The Most Effective Way To Melt Peanut Butter

Let's take a moment to appreciate peanut butter. Not only is the nut butter packed with vitamin E and iron, but it also tastes delicious on more than just a peanut butter sandwich. While it's a satisfying experience to eat peanut butter by the giant spoonful straight from the jar, it's also a versatile ingredient to use in sweet or savory recipes. Though you could just scoop a dollop of cold peanut butter, there are times when it works better melted. When it comes to melting peanut butter, there are several options, but our preferred method is to use the microwave. Not only does it not require turning on the oven or dirtying a pan, it's also the simplest, and requires the least amount of work.

In order to microwave peanut butter, put however much you need in a microwave-safe bowl. Melt the peanut butter in 30-second intervals, so as not to risk burning it. Every 30 seconds, remove the bowl, give the peanut butter a good stir, and repeat the process until it's fully melted. If you've ever tempered chocolate in the microwave, you'll be a pro, as it's essentially the same method. In under two minutes, you should have perfectly smooth and stirrable peanut butter as a dip for your pretzels or a drizzle for your ice cream. If you don't own a microwave, there are a few other tried and true methods, though they won't be as efficient.

How to use melted peanut butter

Whisking peanut butter works to give it a melted consistency without adding additional heat, for times when you need your thinner and runnier peanut butter to be at room temperature. Another option is to melt it on the stovetop. Add your peanut butter to the pot and stir till melted, at a very low temperature. The peanut butter can burn quickly on the stove, but it's a speedy process, so as long as you keep the temperature low, you won't spend too much time stirring.

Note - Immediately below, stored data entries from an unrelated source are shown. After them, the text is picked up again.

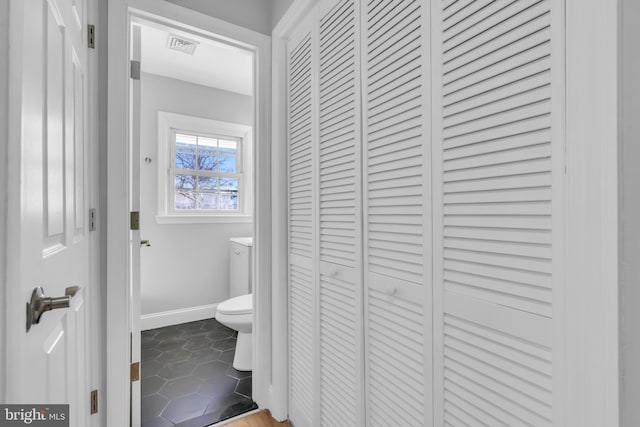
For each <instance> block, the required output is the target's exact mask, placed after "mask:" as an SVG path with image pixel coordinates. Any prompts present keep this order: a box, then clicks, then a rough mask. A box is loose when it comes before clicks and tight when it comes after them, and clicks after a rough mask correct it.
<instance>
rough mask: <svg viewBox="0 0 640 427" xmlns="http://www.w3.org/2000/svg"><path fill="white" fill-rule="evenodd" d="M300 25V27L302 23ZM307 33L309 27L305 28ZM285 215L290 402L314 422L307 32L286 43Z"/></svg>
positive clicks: (309, 72)
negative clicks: (287, 109)
mask: <svg viewBox="0 0 640 427" xmlns="http://www.w3.org/2000/svg"><path fill="white" fill-rule="evenodd" d="M302 28H304V27H302ZM306 28H307V31H308V28H309V27H308V26H307V27H306ZM287 50H288V52H287V61H288V64H287V71H288V73H287V74H288V75H287V79H288V83H287V90H288V94H287V101H288V102H287V103H288V129H287V131H288V171H287V172H288V185H289V188H288V204H289V206H288V214H289V226H288V228H289V244H288V246H289V405H290V417H291V420H292V421H293V422H295V423H296V425H300V426H313V425H314V423H313V419H314V410H315V405H316V403H315V397H314V393H315V392H314V389H315V387H316V385H315V376H314V372H315V368H314V366H315V364H317V359H316V357H315V354H316V353H317V348H316V344H315V343H314V338H313V337H314V335H315V326H314V324H315V303H314V300H315V298H316V290H315V288H316V279H315V274H316V273H315V268H314V262H315V261H314V259H315V257H316V250H315V241H316V232H315V215H314V209H315V208H316V206H315V203H314V185H315V183H314V173H315V172H314V155H313V150H314V136H313V135H314V119H313V114H314V107H313V97H312V94H313V89H312V88H313V71H312V38H311V33H309V32H302V33H301V34H298V35H297V36H296V37H293V38H292V39H291V41H290V42H289V43H288V46H287Z"/></svg>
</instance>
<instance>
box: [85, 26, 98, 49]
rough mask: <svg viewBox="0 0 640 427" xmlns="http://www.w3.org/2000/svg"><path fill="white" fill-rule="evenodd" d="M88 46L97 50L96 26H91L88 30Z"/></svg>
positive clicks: (90, 26) (87, 36)
mask: <svg viewBox="0 0 640 427" xmlns="http://www.w3.org/2000/svg"><path fill="white" fill-rule="evenodd" d="M87 30H88V31H87V46H88V47H89V48H91V49H95V48H96V26H95V25H93V24H89V25H88V28H87Z"/></svg>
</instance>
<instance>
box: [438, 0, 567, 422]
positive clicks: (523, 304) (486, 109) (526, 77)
mask: <svg viewBox="0 0 640 427" xmlns="http://www.w3.org/2000/svg"><path fill="white" fill-rule="evenodd" d="M551 3H552V2H550V1H549V0H523V1H520V0H518V1H513V0H504V1H501V0H497V1H455V2H451V3H445V4H443V5H441V6H439V7H440V10H439V11H438V12H437V14H438V15H439V17H438V18H437V19H439V22H440V23H441V25H440V31H441V36H442V38H441V39H440V40H439V42H438V43H439V44H440V45H439V55H437V57H438V58H439V61H440V63H439V64H438V67H437V69H438V72H439V73H440V74H439V75H438V76H437V77H436V81H439V82H440V87H439V92H440V93H441V94H442V97H441V104H440V106H441V108H440V110H439V111H438V112H437V113H436V114H438V115H439V117H438V120H437V123H438V125H439V128H438V132H437V135H438V137H439V138H441V141H439V144H440V147H439V148H440V152H439V155H438V157H439V158H440V159H441V160H442V163H441V165H439V167H438V170H439V171H440V173H441V176H440V177H439V180H440V183H441V186H440V189H441V191H442V194H441V198H440V199H439V200H440V201H441V202H442V204H441V205H440V206H438V207H437V210H438V211H439V214H440V215H441V217H440V219H439V220H438V222H437V223H438V224H439V225H440V226H441V227H442V229H441V230H440V231H439V233H438V234H439V235H440V236H441V237H440V240H439V244H440V247H439V249H438V252H439V256H440V257H441V264H440V268H441V269H442V270H441V273H440V274H441V276H440V277H441V280H442V283H441V284H440V285H439V286H441V295H442V300H441V303H442V304H443V307H442V312H443V318H442V319H441V322H442V323H441V327H442V329H441V330H440V333H441V334H442V336H441V339H442V341H441V343H442V350H441V351H442V354H441V355H440V360H441V363H442V364H441V369H442V372H441V373H440V375H441V377H440V382H439V386H441V387H442V389H441V390H439V393H440V395H439V398H440V399H442V401H441V403H440V404H439V405H438V406H439V408H440V410H441V411H442V412H441V414H439V415H438V417H439V418H437V419H440V420H441V422H442V423H443V424H444V425H452V426H453V425H479V426H480V425H486V426H515V425H518V426H550V425H552V419H553V406H552V403H553V381H552V379H553V376H552V375H553V369H552V363H553V357H552V354H553V352H552V345H551V343H552V327H551V325H552V322H551V317H552V314H553V287H552V285H553V272H554V269H553V257H554V250H553V246H552V243H553V241H554V239H553V231H554V230H553V228H552V224H553V221H552V214H553V212H554V209H553V203H552V202H553V200H552V193H553V192H552V172H553V168H554V167H557V165H556V164H555V163H554V162H553V160H552V153H553V152H555V148H554V147H555V144H558V143H561V142H560V141H554V140H553V137H552V135H553V133H552V123H553V120H552V114H553V109H552V105H554V104H553V102H552V97H553V96H554V93H555V92H554V91H552V72H551V71H552V70H551V66H552V61H551V55H552V48H551V46H552V40H551V35H552V34H553V33H552V29H551V22H552V19H551ZM434 10H435V9H434Z"/></svg>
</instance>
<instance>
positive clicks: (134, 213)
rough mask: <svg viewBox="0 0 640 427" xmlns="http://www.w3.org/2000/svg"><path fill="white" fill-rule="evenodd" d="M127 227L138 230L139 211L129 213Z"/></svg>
mask: <svg viewBox="0 0 640 427" xmlns="http://www.w3.org/2000/svg"><path fill="white" fill-rule="evenodd" d="M129 229H131V230H140V212H135V211H134V212H130V213H129Z"/></svg>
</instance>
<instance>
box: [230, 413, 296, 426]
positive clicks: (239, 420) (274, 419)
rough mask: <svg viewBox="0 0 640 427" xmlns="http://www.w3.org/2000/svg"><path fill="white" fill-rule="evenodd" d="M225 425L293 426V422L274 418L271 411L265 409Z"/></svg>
mask: <svg viewBox="0 0 640 427" xmlns="http://www.w3.org/2000/svg"><path fill="white" fill-rule="evenodd" d="M224 427H291V423H290V422H288V421H283V422H278V421H276V420H275V419H273V417H272V416H271V413H270V412H269V411H267V410H263V411H259V412H256V413H255V414H251V415H249V416H246V417H242V418H240V419H237V420H235V421H231V422H230V423H228V424H224Z"/></svg>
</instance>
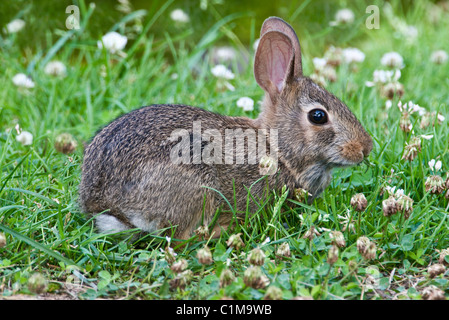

Once you have your melted peanut butter the options are endless. Use it as a drizzle on popcorn, brownies, or banana pancakes. Peanut butter is a staple in many savory dishes, and it's much easier to stir in melted peanut butter than a big glop of the cold stuff. For the simplest recipe possible, mix in some tamari, maple syrup, garlic, ginger, and a squeeze of lime juice right out of the microwave and you've got a five-minute peanut sauce for noodles or rice. When working with melted peanut butter, make sure to move quickly, as it will revert to its original state as it cools down. If you stir in some water or other liquid while it's melted, it should stay pliable for as long as you need it. And if for any reason you need your melted peanut butter to firm up, quickly pop it in the fridge until it reaches the desired consistency.